WASHINGTON (CN) – In a new boost to corporate might, the Supreme Court ruled 5-4 Wednesday that ambiguous contract terms do not pave the way to classwide arbitration.
The case comes from a phishing scam against California-based Lamps Plus. After hackers tricked an employee into releasing the tax information about 1,300 other people at the company, worker Frank Varela saw a fake income tax return filed in his name and shot back at Lamps Plus with a federal class action.
Lamps Plus succeeded in moving Varela’s suit to arbitration, but the District Court still kept the door open to classwide relief based on ambiguous arbitration language in Varela’s contract.
The Ninth Circuit later affirmed, applying a California rule that allows courts to interpret ambiguous contract language against the entity that drafted the contract.
But the Supreme Court called this interpretation incorrect Wednesday, with the the conservative majority saying a reversal is the logical follow-on to an earlier decision that curbed judges from finding that parties have consented to classwide arbitration if a contract is silent on the issue.

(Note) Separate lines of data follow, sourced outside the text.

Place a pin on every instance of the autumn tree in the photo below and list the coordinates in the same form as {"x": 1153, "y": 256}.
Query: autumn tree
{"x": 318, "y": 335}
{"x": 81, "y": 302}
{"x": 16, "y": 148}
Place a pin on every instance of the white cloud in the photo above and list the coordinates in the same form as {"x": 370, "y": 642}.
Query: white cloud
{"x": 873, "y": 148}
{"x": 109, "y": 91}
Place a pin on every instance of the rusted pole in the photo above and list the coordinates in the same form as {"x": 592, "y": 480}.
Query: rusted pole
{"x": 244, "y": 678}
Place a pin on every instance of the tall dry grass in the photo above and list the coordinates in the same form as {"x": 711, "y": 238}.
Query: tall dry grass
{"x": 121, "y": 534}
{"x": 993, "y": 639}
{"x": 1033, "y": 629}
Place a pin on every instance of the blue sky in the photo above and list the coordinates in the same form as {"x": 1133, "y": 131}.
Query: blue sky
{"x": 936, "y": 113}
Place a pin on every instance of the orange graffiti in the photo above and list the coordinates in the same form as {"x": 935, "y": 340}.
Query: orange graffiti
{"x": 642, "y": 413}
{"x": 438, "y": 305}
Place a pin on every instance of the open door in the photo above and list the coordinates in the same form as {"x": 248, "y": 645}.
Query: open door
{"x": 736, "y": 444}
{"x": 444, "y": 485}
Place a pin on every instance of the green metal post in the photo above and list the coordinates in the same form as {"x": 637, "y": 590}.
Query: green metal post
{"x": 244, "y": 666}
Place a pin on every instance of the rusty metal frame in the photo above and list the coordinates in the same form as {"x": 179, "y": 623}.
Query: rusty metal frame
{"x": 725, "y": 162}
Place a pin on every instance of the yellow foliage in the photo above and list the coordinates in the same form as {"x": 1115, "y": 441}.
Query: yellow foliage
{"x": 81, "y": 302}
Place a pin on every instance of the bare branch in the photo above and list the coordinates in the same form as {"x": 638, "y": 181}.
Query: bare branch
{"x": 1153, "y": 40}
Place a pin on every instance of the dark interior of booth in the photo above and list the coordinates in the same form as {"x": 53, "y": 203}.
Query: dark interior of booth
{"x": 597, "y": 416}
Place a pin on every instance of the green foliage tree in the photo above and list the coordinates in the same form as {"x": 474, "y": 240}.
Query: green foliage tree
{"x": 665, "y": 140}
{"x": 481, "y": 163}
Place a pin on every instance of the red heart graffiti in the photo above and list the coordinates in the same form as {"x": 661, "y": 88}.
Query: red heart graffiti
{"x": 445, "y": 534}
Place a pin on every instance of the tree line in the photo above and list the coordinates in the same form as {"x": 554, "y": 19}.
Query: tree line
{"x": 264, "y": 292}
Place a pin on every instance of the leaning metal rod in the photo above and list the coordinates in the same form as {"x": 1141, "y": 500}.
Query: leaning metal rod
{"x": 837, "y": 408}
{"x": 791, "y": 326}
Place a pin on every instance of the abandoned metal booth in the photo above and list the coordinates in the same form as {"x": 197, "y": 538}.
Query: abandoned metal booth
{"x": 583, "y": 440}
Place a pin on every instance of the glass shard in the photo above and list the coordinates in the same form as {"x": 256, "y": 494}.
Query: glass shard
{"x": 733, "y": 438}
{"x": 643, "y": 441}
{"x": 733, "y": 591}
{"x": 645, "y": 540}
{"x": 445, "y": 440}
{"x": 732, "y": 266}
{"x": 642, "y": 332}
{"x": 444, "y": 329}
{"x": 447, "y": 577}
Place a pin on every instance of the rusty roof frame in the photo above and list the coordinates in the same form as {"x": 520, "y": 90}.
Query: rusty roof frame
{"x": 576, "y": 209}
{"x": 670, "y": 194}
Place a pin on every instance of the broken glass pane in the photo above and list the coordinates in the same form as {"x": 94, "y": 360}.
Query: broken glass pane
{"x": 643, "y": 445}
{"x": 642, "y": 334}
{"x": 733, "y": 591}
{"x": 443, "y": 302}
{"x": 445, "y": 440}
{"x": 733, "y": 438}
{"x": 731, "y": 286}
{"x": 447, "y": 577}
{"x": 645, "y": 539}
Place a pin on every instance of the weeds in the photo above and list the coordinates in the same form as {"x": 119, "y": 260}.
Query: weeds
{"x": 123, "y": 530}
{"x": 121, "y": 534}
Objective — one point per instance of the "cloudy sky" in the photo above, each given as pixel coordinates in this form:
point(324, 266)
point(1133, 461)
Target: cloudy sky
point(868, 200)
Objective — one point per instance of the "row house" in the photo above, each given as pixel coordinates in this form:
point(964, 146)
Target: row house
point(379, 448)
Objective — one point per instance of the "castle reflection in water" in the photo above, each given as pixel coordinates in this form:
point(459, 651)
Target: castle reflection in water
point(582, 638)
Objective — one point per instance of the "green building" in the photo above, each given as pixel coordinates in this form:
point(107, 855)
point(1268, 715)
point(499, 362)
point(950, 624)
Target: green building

Penned by Chief Justice John Roberts, the decision emphasizes class arbitration is fundamentally different than individual arbitration and does not come with some of the benefits that might make the signers of a contract interested in an arbitration clause. Therefore, Roberts wrote, the language of a contract must be clear before courts send a case to classwide arbitration.
“Neither silence nor ambiguity provides a sufficient basis for concluding that parties to an arbitration agreement agreed to undermine the central benefits of arbitration itself,” Roberts wrote for the majority.
Again citing past decisions on arbitration, Roberts also said the California rule requiring ambiguous contracts to be interpreted against the drafter cannot substitute for the consent courts must look for when interpreting arbitration agreements.
“The same reasoning applies here: The general contra proferentem rule cannot be applied to impose class arbitration in the absence of the parties’ consent,” Roberts wrote, referring to the California rule the Ninth Circuit applied.
All four of the dissenting justices filed separate opinions. Justices Stephen Breyer and Sonia Sotomayor joined the first, penned by Justice Ruth Bader Ginsburg, which says today’s holding shows that the court has strayed “treacherously” far from its holding that arbitration is a matter of consent.
Ginsburg said the court’s rulings on arbitration in recent years have blocked people from joining forces against large and powerful companies.
“Piling Pelion on Ossa, the court has hobbled the capacity of employees and consumers to band together in a judicial or arbitral forum,” Ginsburg wrote.
Justice Elena Kagan took on the other side of the majority opinion in her dissent. She said that, even if she agreed with the majority that the Lamps Plus agreement is ambiguous, the Ninth Circuit was correct to use the California rule when interpreting the contract.
Kagan wrote that the Federal Arbitration Act does not prohibit courts from applying state laws such as California’s, which is neutral and not inherently anti-arbitration. She said the lower courts would have allowed Lamps Plus to compel individual arbitration if Varela had been the one who drafted the agreement.
In a footnote, Kagan took particular aim at Justice Clarence Thomas, saying the decision should be “a hard pill to swallow” for a justice so concerned about federal pre-emption of state law. Thomas joined the majority opinion, but said he did so only “because it correctly applies our FAA precedents'”
Echoing Ginsburg, Kagan further said the ruling is the latest in a line of cases in which the court has tried to cinch down on both class action lawsuits and class-wide arbitration.
“In this case, the result is to disregard the actual contract the parties signed,” Kagan wrote. “And to dismiss the neutral and commonplace default rule that would construe that contract against the drafting party. No matter what either requires, the majority will prohibit class arbitration.”
Breyer and Ginsburg joined Kagan’s dissent fully, while Sotomayor joined in part.
In yet another dissent, Breyer wrote that the order from the trial court directing the parties to arbitration was not a final ruling in the case, meaning that the Ninth Circuit did not have jurisdiction over the case.
Jutice Sotomayor dissented separately as well.
Mayer Brown attorney Andrew Pincus hailed the court’s decision in a statement Wednesday afternoon.
“Today’s decision applies the already-established principle that parties must agree to class arbitration, because it is fundamentally different from the individualized arbitration protected by the Federal Arbitration Act – and that a contract interpretation based on public policy rules, not agreement by the parties, does not suffice,” Pincus said. “The Supreme Court also once again made clear that lower courts may not use unjustified reasoning to circumvent the court’s prior rulings – the very judicial hostility to arbitration that led Congress to enact the FAA.”
Michele Vercoski, an attorney with the firm McCune Wright Arevalo who argued for Varela, did not immediately respond to a request for comment.